Distributed Relational Database Service (PolarDB-X 1.0) supports efficient data scanning and uses aggregate functions for statistical summary during full table scans.

Common scanning scenarios

  • Scan of table without database or table shards: PolarDB-X 1.0 transmits the original SQL statement to the backend ApsaraDB RDS for MySQL database for execution. In this case, PolarDB-X 1.0 supports any aggregate functions..
  • Non-full table scan: SQL passes through PolarDB-X 1.0 transmits the original SQL statement to each single ApsaraDB RDS for MySQL database for execution. For example, when the shard key in a WHERE clause indicates "equal to", a non-full table scan is performed. In this case, PolarDB-X 1.0 also supports all aggregate functions..
  • Full table scan: Currently, supported aggregate functions are COUNT, MAX, MIN, and SUM. In addition, LIKE, ORDER BY, LIMIT, and GROUP BY are also supported during full table scan.
  • Parallel scan of all table shards: If you need to export data from all databases, you can run the SHOW command to view the table topology and scan all table shards in parallel. For more information, see the following.

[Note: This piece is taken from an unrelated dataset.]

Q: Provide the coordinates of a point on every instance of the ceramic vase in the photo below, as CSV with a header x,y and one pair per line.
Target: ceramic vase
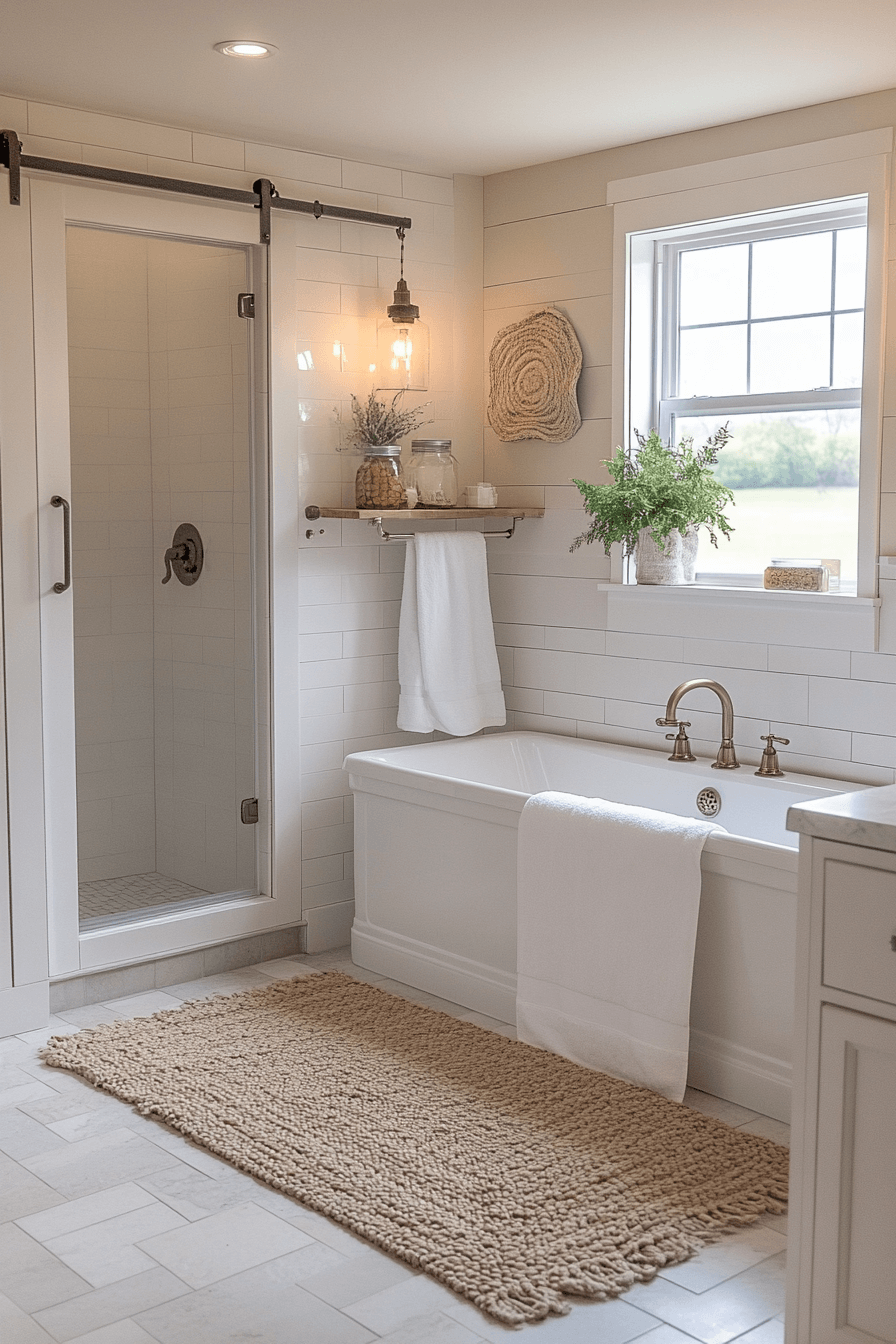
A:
x,y
673,563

Traverse tables by using a hint

  1. Run SHOW TOPOLOGY FROM TABLE_NAME to obtain the table topology.
    mysql> SHOW TOPOLOGY FROM DRDS_USERS;
    +------+-------------------+--------------+
    | ID   | GROUP_NAME        | TABLE_NAME   |
    +------+-------------------+--------------+
    | 0 | DRDS_00_RDS | DRDS_USERS |
    | 1 | DRDS_01_RDS | DRDS_USERS |
    +------+-------------------+--------------+
    2 rows in set (0.06 sec)       
    Note
    • By default, the non-sharding tables are stored in database shard 0.
    • We recommend that you execute SHOW TOPOLOGY FROM TABLE_NAME to obtain the latest table topology before each scanning operation.
  2. Traverse each table based on the topology.
    • Execute the current SQL statement on database shard 0.
      /! TDDL:node='DRDS_00_RDS'*/ SELECT * FROM DRDS_USERS;
    • Execute the current SQL statement on database shard 1.
      /! TDDL:node='DRDS_01_RDS'*/ SELECT * FROM DRDS_USERS;

Parallel scans

PolarDB-X 1.0 allows you to run mysqldump to export data. However, if you want to scan data faster, you can enable multiple sessions for each table shard to scan tables in parallel.

mysql> SHOW TOPOLOGY FROM LJLTEST;
+------+----------------+------------+
| ID   | GROUP_NAME     | TABLE_NAME |
+------+----------------+------------+
|    0 | TDDL5_00_GROUP | ljltest_00 |
|    1 | TDDL5_00_GROUP | ljltest_01 |
|    2 | TDDL5_00_GROUP | ljltest_02 |
|    3 | TDDL5_01_GROUP | ljltest_03 |
|    4 | TDDL5_01_GROUP | ljltest_04 |
|    5 | TDDL5_01_GROUP | ljltest_05 |
|    6 | TDDL5_02_GROUP | ljltest_06 |
|    7 | TDDL5_02_GROUP | ljltest_07 |
|    8 | TDDL5_02_GROUP | ljltest_08 |
|    9 | TDDL5_03_GROUP | ljltest_09 |
|   10 | TDDL5_03_GROUP | ljltest_10 |
|   11 | TDDL5_03_GROUP | ljltest_11 |
+------+----------------+------------+
12 rows in set (0.06 sec)
As shown above, the table has four database shards, and each database shard has three table shards. Execute the following SQL statement on the table shards of the TDDL5_00_GROUP database.
/! TDDL:node='TDDL5_00_GROUP'*/ select * from ljltest_00;
Note
  • TDDL5_00_GROUP in HINT corresponds to the GROUP_NAME column in the output of the SHOW TOPOLOGY command.
  • The table name in the SQL statement is the table shard name.
  • At this time, you can enable up to 12 sessions (corresponding to 12 table shards respectively) to process data in parallel.